When the earthquake hit, Molly and I were on a bus travelling south from Santiago to Puerto Varas. We never felt a thing, fortunately, as we were sleeping and any shaking that may have awakened us was quickly excused in our still sleeping minds as the bus going on a rough patch of road – ridiculous as it may seem given the strength of the earthquake. When I fully woke up before dawn, the bus was stopped. With the earthquake happening around 3:30 am, this was probably right after the earthquake hit, but having no idea what had just happened I assumed we had made a stop to pick up more passengers and I never checked the time. When I woke up again after dawn, it was to an ominously foggy day where we could see cars and semis parked alongside us stretching into the cloaked distance. We saw families walking and riding bikes south while staring at all the vehicles stranded on the highway. Still having no idea what was going on, we mumbled angrily at the static radio playing on the bus speakers and asked the bus attendant what was happening and if he could turn off the radio. He told us that an earthquake happened, some people were hurt, and that was it. Molly’s further questioning yielded nothing from the attendant as well as from the other passengers and our bus stayed waiting for the next four or five hours.

When we were finally able to move, the bus had to be backed up and pulled onto the opposite side of the highway to make it to a makeshift dirt road to keep going south. When we saw that a pedestrian bridge had fallen over the middle of the highway just ahead of where we had stopped, crushing at least two cars that had been blocking our path, we had only begun to understand that something bigger than what the attendant had alluded to was happening or had happened. When we passed another downed pedestrian bridge off the side of the highway, this one crushing a semi carrying fruits and vegetables, a fear began to take hold out of our unanswered questions. In a sad attempt at distraction, the attendant put on a terrible Nicholas Cage war movie for much of the rest of the trip as we looked for more evidence out the window of what had happened to no avail. Alas, the volcano-dotted horizon of the Lake District we were now driving through calmed and distracted us from the unknown terror that had literally happened outside, and the ridiculous fake Hollywood-style terror that the Spanish-overdubbed Nicholas Cage was apparently saving everyone from on the loud TV screens.

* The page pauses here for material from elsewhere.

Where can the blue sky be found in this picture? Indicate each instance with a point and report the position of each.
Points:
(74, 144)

We finally got to Puerto Varas about 6 hours behind schedule to a completely normal, albeit quiet, Saturday afternoon. We found a hostel after two failed attempts and made our way for much needed showers when we saw what two girls who were using the hostel’s only computers were looking at: BBC coverage of the earthquake of the 8.8 magnitude earthquake. We asked them if they had felt anything in Puerto Varas and they said that they indeed had been woken up by it and had only been able to find information on the Internet within the last 20 minutes when it was working again. We asked to use the computers to check our mail after they were done, only to find a mountain of concern from our friends and family back at home via email and facebook. It was then, some 13 hours after the earthquake, that we finally understood the enormity of what had happened and, moreover, how lucky we were to not have been affected by it. It was a moment for us somewhere between serendipity and privilege to have escaped all of it in Santiago by a single night due to the opportune timing of Molly’s spring break from her university, and our decision to go down far south for it because of the simple fact that we could afford it. We spent the next nine days travelling the south between Puerto Varas, the island of Chiloe, and Valdivia living amongst those Chileans largely unaffected personally from the recent tragedy, but all collectively quietly reeling from its effect on their nation.